Scirpus cyperinus (L.) Kunth

  • Authority

    Gleason, Henry A. & Cronquist, Arthur J. 1991. Manual of vascular plants of northeastern United States and adjacent Canada. lxxv + 910 pp.

  • Family

    Cyperaceae

  • Scientific Name

    Scirpus cyperinus (L.) Kunth

  • Description

    Species Description - Cespitose perennial, forming dense tussocks on short tough rhizomes; stems to 2 m; principal blades 3–10 mm wide; bracts lf-like, unequal, spreading, usually drooping at the tip, pigmented at base but not glutinous; rays of the infl several, ascending below, ± divaricate above, branched and involucellate toward the tip, the ultimate branches with 1–several sessile spikelets and often 1 or 2 pedicellate spikelets; spikelets ovoid to cylindric, 3–5(–10) mm; scales elliptic or oval, 1–2 mm, obtuse and mucronulate to broadly acute, marked (at high magnification) with numerous fine red lines; bristles 6, smooth, contorted, evidently surpassing the scales and giving the mature spikelets a woolly look; style trifid; achene pale yellowish-gray to nearly white, obovate, compressed-trigonous, 0.7–1 mm, sharply short-beaked; 2n=60, 64, 66, 68, 70. Bogs, marshes, and wet meadows; Nf. to B.C., s. to Fla. and Tex.
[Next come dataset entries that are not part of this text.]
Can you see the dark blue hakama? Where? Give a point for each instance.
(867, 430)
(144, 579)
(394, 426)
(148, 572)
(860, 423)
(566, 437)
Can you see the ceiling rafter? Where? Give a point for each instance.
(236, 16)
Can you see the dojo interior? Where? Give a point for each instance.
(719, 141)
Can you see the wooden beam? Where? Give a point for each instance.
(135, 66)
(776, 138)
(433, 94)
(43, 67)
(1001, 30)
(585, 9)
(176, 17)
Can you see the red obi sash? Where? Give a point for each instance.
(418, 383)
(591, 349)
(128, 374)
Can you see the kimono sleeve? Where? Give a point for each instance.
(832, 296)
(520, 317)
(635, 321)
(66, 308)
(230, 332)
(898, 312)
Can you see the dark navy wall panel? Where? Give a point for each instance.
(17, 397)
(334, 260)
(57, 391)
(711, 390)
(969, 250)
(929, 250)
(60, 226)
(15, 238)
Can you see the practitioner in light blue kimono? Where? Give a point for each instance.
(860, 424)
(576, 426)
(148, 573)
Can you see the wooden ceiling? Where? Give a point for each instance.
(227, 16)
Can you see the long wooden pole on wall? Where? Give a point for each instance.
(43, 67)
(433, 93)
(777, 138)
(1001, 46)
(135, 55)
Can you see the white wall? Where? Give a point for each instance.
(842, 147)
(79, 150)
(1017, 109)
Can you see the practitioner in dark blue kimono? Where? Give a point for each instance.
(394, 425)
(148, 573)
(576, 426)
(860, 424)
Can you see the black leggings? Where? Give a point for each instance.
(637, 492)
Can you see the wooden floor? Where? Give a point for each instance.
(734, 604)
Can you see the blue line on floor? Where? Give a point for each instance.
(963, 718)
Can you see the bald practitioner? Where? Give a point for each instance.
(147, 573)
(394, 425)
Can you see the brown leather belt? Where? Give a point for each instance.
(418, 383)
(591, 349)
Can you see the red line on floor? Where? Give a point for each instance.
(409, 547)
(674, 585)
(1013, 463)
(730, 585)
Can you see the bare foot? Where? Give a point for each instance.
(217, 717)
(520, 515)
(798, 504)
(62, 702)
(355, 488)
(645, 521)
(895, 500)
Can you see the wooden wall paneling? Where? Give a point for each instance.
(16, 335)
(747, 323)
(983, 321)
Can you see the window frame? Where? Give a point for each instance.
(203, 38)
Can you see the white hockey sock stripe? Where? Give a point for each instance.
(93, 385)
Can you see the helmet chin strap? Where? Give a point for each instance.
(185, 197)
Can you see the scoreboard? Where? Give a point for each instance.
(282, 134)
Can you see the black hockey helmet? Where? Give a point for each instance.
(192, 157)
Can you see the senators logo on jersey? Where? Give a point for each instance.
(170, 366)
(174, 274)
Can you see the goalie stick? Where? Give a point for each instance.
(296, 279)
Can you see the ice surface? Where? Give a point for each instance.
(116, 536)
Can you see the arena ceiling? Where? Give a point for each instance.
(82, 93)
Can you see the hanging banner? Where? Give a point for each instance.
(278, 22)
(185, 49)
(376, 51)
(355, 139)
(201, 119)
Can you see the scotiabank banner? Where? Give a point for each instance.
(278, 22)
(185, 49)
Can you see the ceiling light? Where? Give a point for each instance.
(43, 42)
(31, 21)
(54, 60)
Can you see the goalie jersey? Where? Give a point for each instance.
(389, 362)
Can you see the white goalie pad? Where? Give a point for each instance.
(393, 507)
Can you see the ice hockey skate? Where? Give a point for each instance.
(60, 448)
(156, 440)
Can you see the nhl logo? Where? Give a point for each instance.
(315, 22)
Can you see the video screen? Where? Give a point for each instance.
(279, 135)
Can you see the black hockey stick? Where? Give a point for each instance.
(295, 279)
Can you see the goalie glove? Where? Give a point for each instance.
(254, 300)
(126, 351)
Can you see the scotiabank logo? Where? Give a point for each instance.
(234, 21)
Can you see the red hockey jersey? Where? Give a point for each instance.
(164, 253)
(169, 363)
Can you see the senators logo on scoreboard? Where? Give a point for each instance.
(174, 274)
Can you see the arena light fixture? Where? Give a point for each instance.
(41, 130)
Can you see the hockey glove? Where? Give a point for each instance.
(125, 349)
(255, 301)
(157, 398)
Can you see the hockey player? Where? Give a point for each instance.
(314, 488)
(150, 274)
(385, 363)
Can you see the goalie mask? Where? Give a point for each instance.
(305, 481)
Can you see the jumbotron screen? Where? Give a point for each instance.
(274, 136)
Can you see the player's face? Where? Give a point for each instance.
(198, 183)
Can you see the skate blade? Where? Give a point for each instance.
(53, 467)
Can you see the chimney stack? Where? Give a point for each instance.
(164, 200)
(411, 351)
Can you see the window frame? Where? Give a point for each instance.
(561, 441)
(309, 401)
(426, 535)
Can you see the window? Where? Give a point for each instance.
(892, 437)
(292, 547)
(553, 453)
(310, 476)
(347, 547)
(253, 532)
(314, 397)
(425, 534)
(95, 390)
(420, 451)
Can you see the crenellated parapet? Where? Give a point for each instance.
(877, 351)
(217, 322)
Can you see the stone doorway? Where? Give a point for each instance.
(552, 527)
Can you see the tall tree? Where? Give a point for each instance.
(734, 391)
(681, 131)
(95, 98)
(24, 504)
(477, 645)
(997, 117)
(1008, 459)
Fr June–Sept. Highly variable, consisting of several geographically and ecologically widely overlapping phases that intergrade freely without wholly losing their identity. (S. atrocinctus, mainly northern, and extending w. to B.C., in meadows, with pedicellate spikelets, blackish scales, and early fr; S. pedicellatus, northern but not western, in alluvial marshes, with pedicellate spikelets, pale brown scales, and late fr. (S. eriophorum; S. rubricosus) Putative hybrids with no. 24 [Scirpus atrovirens Willd.] have been called S. ×peckii Britton.